Specifically, you need to implement
Shellsort with the following five (5) different gap sequences:
- The original Shell sequence, n/2k, for k=1,2,...,log n.
- The sequence, 2k-1, for k=log n, ..., 7, 3, 1.
- The Pratt sequence, 2p3q, ordered from
the largest such number less than n
down to 1.
-
The A036562 sequence,
in reverse order, starting from the largest value less than n,
down to 1.
-
A sequence different than any of these, which you invented.
Please test out multiple
possibilities for your invented sequence, #5,
with the goal of making it the best of the five.
Following up on this, you need to do an experimental time
analysis by implementing each of the
five above versions of Shellsort,
as n grows, with multiple runs for random permutations for each problem size.
That is, you need to
perform an empirical comparative analysis by running these five
implementations on a variety of test cases to experimentally determine
the relative efficiencies of these
algorithms in the worst and average cases as a function of n.
For each implementation, you need to perform runtime experiments
on random permutations, with multiple
runs for each problem size, for increasing problem sizes.

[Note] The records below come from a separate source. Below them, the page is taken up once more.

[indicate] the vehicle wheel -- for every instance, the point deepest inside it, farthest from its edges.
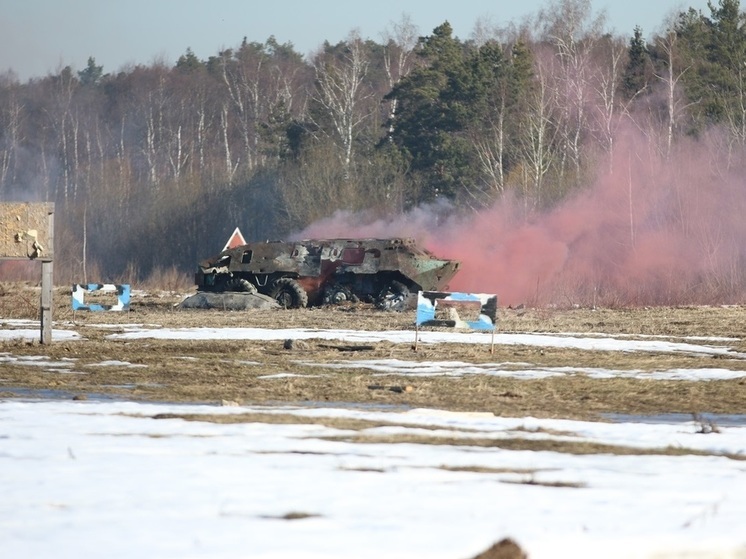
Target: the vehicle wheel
(338, 294)
(393, 297)
(240, 284)
(289, 293)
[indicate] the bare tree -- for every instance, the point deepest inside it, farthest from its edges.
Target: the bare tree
(397, 57)
(341, 91)
(574, 32)
(671, 77)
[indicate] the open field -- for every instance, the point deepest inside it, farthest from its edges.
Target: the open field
(318, 370)
(326, 434)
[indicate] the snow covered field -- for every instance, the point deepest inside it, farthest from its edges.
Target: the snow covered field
(103, 478)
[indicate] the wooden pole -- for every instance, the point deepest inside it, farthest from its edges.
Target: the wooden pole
(47, 282)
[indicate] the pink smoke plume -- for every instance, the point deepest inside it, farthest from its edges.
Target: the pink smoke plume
(652, 232)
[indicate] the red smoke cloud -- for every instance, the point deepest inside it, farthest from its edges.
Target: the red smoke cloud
(652, 232)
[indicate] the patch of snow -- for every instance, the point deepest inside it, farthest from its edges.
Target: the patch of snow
(85, 478)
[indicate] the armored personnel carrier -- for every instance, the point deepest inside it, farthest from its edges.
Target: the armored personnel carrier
(332, 271)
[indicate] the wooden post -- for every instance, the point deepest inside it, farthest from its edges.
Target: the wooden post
(47, 282)
(46, 301)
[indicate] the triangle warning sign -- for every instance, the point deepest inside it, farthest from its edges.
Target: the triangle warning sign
(235, 240)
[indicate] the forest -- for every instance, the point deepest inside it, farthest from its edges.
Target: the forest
(529, 142)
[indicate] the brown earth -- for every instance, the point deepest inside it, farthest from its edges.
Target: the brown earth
(232, 371)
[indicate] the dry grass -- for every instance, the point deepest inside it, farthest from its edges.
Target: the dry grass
(232, 371)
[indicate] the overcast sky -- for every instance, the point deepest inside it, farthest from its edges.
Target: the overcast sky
(38, 37)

Specifically, you need to do a set of experiments for each of the following
distributions:
- Uniformly distributed permutations,
where all permutations are equally likely.
-
Almost-sorted permutations. These are generated by starting with a
sorted array/vector of n numbers, say, the numbers 1,2,3,...,n, in this order.
Then, independently
choose 2log n pairs, (i,j), where i and j are uniformly-chosen random integers
in the range from 0 to n-1, and swap the numbers at positions i and j in
the array/vector.
You must plot
the results on a log-log scale (with uniformly distrubted permuations on one
plot and almost-sorted permutations on another)
to empirically determine the algorithm's
asymptotic running time for each type of distribution.
If the data is well-fit with a line, then the
slope of the line can be used to determine the exponent in the running time,
as explained in this
Wikipedia
article about log-log plots (focus especially on "Relation with monomials").
You then need to rank all your sorting implementations from asymptotically slowest
to fastest based on your experimental results.
Deliverables (to be submitted via EEE dropbox) include the following:
- A ZIP file that includes the following:
- Source code (C, C++, Java, or Python)
of your program that implements and experimentally
tests the running times of the five versions of the Shellsort algorithm
- A Report (in PDF) that includes the following:
- Comparative experimental analysis and conclusions drawn from
the experiments ranking the quality of the gap sequences you tested.
This portion of the report should include a pseudo-code summary
of your algorithm, design choices implemented in the source code (such
as data structures and representations), and visual plots showing
comparitive empirical performance of the different versions
of the Shellsort algorithm.
The plots should be on a log-log scale and you should use the slope of
a best line fit to determine the exponent of the polynomial for a
best estimate of the running time in terms of n for each version.